7.6 No Representation or Warranty
The Company makes no representation or warranty as to the future market value of Shares issued in accordance with the provisions of the Plan or to the effect of the Income Tax Act (Canada) or any other taxing statute governing the RSUs or the Shares issued or issuable thereunder or the tax consequences to a Participant. Compliance with Applicable Law as to the disclosure and resale obligations of each Participant is the responsibility of such Participant and not the Company.
7.7 Rights as a Shareholder
Nothing contained in the Plan nor in any RSU granted hereunder shall be deemed to give any Participant any interest or title in or to any Shares of the Company or any rights as a shareholder of the Company or any other legal or equitable right against the Company whatsoever other than with respect to Shares issued following the vesting of RSUs.
7.8 Discretion of Board
The awarding of RSUs to any Eligible Person is a matter to be determined solely in the discretion of the Board. The Plan shall not in any way fetter, limit, obligate, restrict or constrain the Board with regard to the allotment or issue of any Shares or any other securities in the capital of the Company or any of its subsidiaries other than as specifically provided for in the Plan.
7.9 Notices
The form of all communication relating to the Plan shall be in writing and delivered by recognized overnight courier, certified mail, fax or electronic mail to the proper address or, optionally, to any individual personally.
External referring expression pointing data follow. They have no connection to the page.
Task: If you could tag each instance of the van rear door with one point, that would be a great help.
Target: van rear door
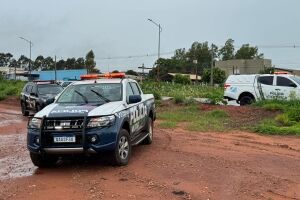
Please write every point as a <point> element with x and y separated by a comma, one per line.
<point>265,87</point>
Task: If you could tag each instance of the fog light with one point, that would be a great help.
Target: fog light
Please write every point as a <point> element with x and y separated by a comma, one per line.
<point>37,140</point>
<point>93,139</point>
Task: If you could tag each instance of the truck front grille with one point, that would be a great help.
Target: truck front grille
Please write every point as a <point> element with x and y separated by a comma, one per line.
<point>63,124</point>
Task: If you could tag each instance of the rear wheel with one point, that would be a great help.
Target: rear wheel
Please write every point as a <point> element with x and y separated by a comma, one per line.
<point>246,100</point>
<point>23,109</point>
<point>43,160</point>
<point>122,151</point>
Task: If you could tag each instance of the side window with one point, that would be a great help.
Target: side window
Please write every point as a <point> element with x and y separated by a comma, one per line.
<point>136,90</point>
<point>129,91</point>
<point>282,81</point>
<point>28,88</point>
<point>266,80</point>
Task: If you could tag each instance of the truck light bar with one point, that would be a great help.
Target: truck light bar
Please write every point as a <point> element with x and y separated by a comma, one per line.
<point>98,76</point>
<point>281,73</point>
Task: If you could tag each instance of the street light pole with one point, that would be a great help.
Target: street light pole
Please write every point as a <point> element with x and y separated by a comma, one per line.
<point>158,53</point>
<point>30,45</point>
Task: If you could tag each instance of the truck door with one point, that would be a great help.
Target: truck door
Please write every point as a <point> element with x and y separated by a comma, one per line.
<point>285,88</point>
<point>265,86</point>
<point>137,110</point>
<point>27,94</point>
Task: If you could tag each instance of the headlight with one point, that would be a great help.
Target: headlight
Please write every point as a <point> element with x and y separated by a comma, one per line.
<point>101,121</point>
<point>35,123</point>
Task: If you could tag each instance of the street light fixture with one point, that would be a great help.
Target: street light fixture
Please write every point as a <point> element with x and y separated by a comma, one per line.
<point>30,45</point>
<point>158,53</point>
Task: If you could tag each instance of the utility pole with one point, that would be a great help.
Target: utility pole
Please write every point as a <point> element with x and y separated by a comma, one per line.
<point>212,66</point>
<point>30,45</point>
<point>143,70</point>
<point>196,62</point>
<point>55,68</point>
<point>158,53</point>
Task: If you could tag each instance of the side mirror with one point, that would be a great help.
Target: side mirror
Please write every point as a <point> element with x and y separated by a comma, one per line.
<point>134,99</point>
<point>49,101</point>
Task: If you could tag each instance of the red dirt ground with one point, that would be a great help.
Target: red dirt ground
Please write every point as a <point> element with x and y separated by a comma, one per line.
<point>178,165</point>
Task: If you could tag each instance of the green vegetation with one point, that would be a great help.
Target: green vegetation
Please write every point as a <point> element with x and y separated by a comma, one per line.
<point>183,91</point>
<point>182,79</point>
<point>286,123</point>
<point>10,88</point>
<point>195,119</point>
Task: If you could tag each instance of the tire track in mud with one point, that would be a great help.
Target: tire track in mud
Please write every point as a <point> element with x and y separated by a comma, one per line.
<point>14,157</point>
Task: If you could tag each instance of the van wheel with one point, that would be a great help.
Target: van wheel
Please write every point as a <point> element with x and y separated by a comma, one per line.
<point>246,100</point>
<point>149,138</point>
<point>122,150</point>
<point>43,160</point>
<point>23,109</point>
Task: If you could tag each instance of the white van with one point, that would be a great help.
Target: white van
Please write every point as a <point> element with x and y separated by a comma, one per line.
<point>246,89</point>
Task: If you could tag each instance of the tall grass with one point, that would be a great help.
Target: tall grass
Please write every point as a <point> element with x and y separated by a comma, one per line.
<point>286,123</point>
<point>187,91</point>
<point>10,88</point>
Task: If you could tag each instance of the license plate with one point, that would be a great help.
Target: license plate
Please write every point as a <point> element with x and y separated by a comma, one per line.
<point>64,139</point>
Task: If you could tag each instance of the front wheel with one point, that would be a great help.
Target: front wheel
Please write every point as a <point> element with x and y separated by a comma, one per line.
<point>149,138</point>
<point>23,109</point>
<point>246,100</point>
<point>43,160</point>
<point>122,151</point>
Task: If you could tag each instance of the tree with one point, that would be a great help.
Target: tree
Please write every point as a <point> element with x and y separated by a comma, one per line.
<point>182,79</point>
<point>61,64</point>
<point>23,62</point>
<point>227,51</point>
<point>131,72</point>
<point>219,76</point>
<point>248,52</point>
<point>38,63</point>
<point>90,63</point>
<point>48,63</point>
<point>79,64</point>
<point>5,59</point>
<point>70,63</point>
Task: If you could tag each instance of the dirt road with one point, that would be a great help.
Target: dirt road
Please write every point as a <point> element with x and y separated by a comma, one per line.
<point>178,165</point>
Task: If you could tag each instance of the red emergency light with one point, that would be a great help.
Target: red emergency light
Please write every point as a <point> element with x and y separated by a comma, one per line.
<point>99,76</point>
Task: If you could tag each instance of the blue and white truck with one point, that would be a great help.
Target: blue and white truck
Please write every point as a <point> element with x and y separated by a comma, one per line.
<point>92,116</point>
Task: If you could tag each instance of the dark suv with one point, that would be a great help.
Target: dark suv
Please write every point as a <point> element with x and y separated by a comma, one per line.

Except as otherwise provided in any RSU Agreement, all notices to the Company or the Board shall be addressed to: c/o the Company at its registered office, Attn: the Chief Financial Officer. All notices to Participants, former Participants, beneficiaries or other persons acting for or on behalf of such persons that are not delivered personally to an individual shall be addressed to such person by the Company or its designee at the last address for such person maintained in the records of the Board or the Company.